Subject terms: Infertility, Type 2 diabetes, Microbiome
Introduction
Infertility affects approximately 8%–12% of couples of reproductive-ages, with nearly half of these cases attributed to male factors1. The complicated mechanisms underlying male infertility, including congenital genetic defects, oxidative stress, environmental factors, and metabolic abnormalities such as endocrine disruption and diabetes, can all result in dysfunctional spermatogenesis and impaired sperm maturation2–10. These sophisticated pathogenic mechanisms have resulted in satisfactory treatment outcomes for male infertility11.
Diabetes mellitus (DM), especially type II diabetes mellitus (T2DM), is becoming increasingly prevalent, even among younger individuals12. Male infertility is a common complication of DM9,13. Several anti-diabetic drugs, such as insulin and metformin, have shown protective effects on male reproduction by multiple approaches like restoring the function of hypothalamic-pituitary-gonad axis and diminishing the testicular apoptosis14–17. On the contrary, hypoglycemic drug glibenclamide has been found to decrease sperm viability in ejaculated human semen samples18. Dapagliflozin, which blocks sodium glucose cotransporter type 2 (SGLT2) in the renal proximal tubules, thereby facilitating glucosuria, reducing plasma glucose levels and thus improved glycemic parameters, has emerged as a novel, safe, and effective clinical treatment for DM by exerting multiple metabolic benefits such as reducing the risk of cardiovascular events and attenuating diabetic kidney diseases19–22. We also found that dapagliflozin could alleviate diabetes-induced spermatogenic dysfunction by activating the GLP-1R/phosphatidylinositol 3-kinase (PI3K)/Akt signaling pathway and inhibiting the apoptosis in the testis tissues of diabetic mice23.

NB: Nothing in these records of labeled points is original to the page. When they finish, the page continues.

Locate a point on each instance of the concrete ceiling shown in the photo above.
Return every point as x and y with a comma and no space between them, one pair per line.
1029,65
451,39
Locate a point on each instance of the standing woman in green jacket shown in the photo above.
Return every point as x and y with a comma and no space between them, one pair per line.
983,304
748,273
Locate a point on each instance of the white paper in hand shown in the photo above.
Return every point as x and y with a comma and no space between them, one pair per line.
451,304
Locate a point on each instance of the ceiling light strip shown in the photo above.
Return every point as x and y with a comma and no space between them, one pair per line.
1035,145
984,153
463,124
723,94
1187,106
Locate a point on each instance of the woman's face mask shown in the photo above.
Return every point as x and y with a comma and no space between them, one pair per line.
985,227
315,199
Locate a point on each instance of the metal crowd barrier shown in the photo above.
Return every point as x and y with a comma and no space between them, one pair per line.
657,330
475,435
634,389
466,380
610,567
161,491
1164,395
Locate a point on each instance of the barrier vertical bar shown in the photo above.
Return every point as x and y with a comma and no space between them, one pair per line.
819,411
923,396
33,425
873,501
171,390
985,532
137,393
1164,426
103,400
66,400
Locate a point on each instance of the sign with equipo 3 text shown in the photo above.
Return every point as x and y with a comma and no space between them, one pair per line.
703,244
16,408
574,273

The gut microbiota (GM), also known as the intestinal microbiota, plays a crucial role in maintaining overall body homeostasis and has a significant impact on spermatogenesis24. Disturbance of GM composition is closely associated with spermatogenic impairment, as GM dysbiosis-induced polyamine metabolism disruption can result in testicular dysfunction25–27. Meanwhile, the therapeutic effect of dapagliflozin on diabetes is also achieved by reducing the ratio of Firmicutes to Bacteroidetes and improving the abundance of Akkermansia muciniphila in GM of type II diabetic mice28–30. However, whether dapagliflozin has reproductive effects and the underlying mechanisms remain largely unclear.
In the present study, we discovered a protective effect of dapagliflozin on recovering the spermatogenic dysfunction of db/db diabetic mice. We examined the GM compositions and profiled the cecal/plasmatic/testicular metabolic as well as testicular proteomic patterns. Moreover, we performed in vivo and in vitro studies to explore the potential protective mechanisms of dapagliflozin on spermatogenic dysfunction in db/db diabetic mice. Our results provide novel insights into the protective effects of dapagliflozin and its potential as a therapeutic treatment for diabetic male infertility.
Materials and methods
Ethics statement
All experiments were performed in accordance with the ethical policies and procedures approved by the Animal Care and Use Committee of Peking University (approval number: LA2021371).
Animal model
Six-week-old male BKS.Cg-Dock7m+/+Leprdb/Nju (db/db) mice (Nanjing Biomedical Research Institution of Nanjing University, Nanjing, China) were group-housed conventionally and maintained on a 12-h light/dark cycle at 23.0 ± 3.0 °C with free access to food and water. The ARRIVE Essential 10 guideline was used to formulate the study design, sample preparation, results observation, and data analysis.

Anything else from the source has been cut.